It is a book that some parents would not want in the house, but a thesis that was rejected by at least 16 publishers is now an unlikely sensation in America.
"They told us that the risk of lawsuits from parents whose children had injured themselves following the book's advice was too high," said Julie Spiegler, who wrote the book Fifty Dangerous Things (You Should Let Your Children Do), with Gever Tulley.
Reluctant to give up their proposal, the couple placed a short film of Tulley demonstrating his favourite five dangerous things to do on YouTube.
Encouraged by the response, Tulley and Spiegler decided to sell their book on a "print-on-demand" basis. In the first month, they sold more than 5000 copies and the demand continued.
The book is now the top title on Amazon site Kids' Active Books, and is steadily climbing up the overall bestsellers' list.
"We've gone from no publisher wanting to look at us to them jostling to offer us the highest price," said Spiegler.
"Penguin called us last Thursday, talking about international rights, and we had to tell them we've already had interest from a few other British publishers, as well as Chinese and Spanish companies. We couldn't be more delighted."
The success of the book is particularly surprising given the genuinely dangerous nature of its advice. "We disclaim any liability for injury that may result from any use - proper or otherwise - of the information in this book," Tulley writes in the disclaimer.
"We do not guarantee that any of the information is complete, safe or accurate."

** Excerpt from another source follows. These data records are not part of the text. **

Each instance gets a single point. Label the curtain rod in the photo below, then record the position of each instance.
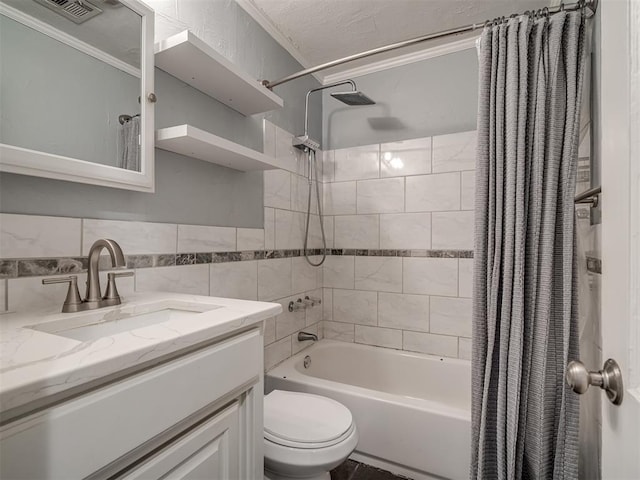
(591, 5)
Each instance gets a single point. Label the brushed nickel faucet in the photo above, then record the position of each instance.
(93, 298)
(302, 336)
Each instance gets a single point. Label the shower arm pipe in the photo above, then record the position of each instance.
(591, 5)
(324, 87)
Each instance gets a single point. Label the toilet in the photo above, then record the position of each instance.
(305, 435)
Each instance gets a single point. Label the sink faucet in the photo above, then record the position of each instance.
(94, 298)
(93, 280)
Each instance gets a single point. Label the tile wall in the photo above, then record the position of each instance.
(400, 221)
(248, 263)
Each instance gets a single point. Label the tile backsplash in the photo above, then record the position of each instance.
(398, 267)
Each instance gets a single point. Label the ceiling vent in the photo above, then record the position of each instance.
(78, 11)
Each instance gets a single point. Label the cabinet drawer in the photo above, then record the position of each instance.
(209, 451)
(76, 438)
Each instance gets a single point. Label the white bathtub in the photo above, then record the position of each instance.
(412, 410)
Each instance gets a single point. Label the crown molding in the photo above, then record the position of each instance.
(401, 60)
(257, 14)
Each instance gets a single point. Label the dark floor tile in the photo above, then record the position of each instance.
(344, 471)
(367, 472)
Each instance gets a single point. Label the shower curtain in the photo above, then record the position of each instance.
(129, 145)
(524, 417)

But Tulley insists there is a serious point to encouraging children to do things such as licking a nine-volt battery, making a bomb in a bag, throwing things from a moving car and chucking items from high places.
"Of course, we must protect children from danger - that's the promise we make to them as a society," he said. "But when that protection becomes over-protection, we fail as a society ..."
Tulley defends each of his hair-raising exhortations. "I encourage children to drive a car - but to do it in an empty parking lot or an open, flat field while sitting on an adult's lap, so that the adult can work the pedals and still safely reach the steering wheel in case he needs to take control," he said.
"Cartoons show steering as spinning the wheel back and forth like a crazy person; actually piloting a car recalibrates a child's mental model and helps him understand that the adult who is driving is actually busy.
"It is an empowering moment when a child takes control of a massive machine."
He said gluing two fingers together will teach children to "better appreciate their usual physical condition by having to figure out how to accomplish our everyday tasks in spite of the glued fingers".
Tulley maintains the book will enhance children's safety by teaching them to distinguish the dangerous from the risky.
"We mitigate risk with 'scaffolding' - planning, practising by steps, and taking reasonable precautions," he said.
"Let children practise climbing trees, and they will learn to do it safely. If you never let them climb a tree, they will eventually do it anyway, possibly in the most unsafe manner. Or they may never do it at all, which might be the greater tragedy."
Peter Cornall, head of leisure safety at the Royal Society for the Prevention of Accidents and chairman of the Child Safety Education Coalition, agreed that some accidents can keep children safe.
"We have become too fearful of the wrong sort of accident," he said. "Parents are no longer able to see there is a benefit to their children having enough of the right sort of accidents. Children are losing any sense of where real danger lies."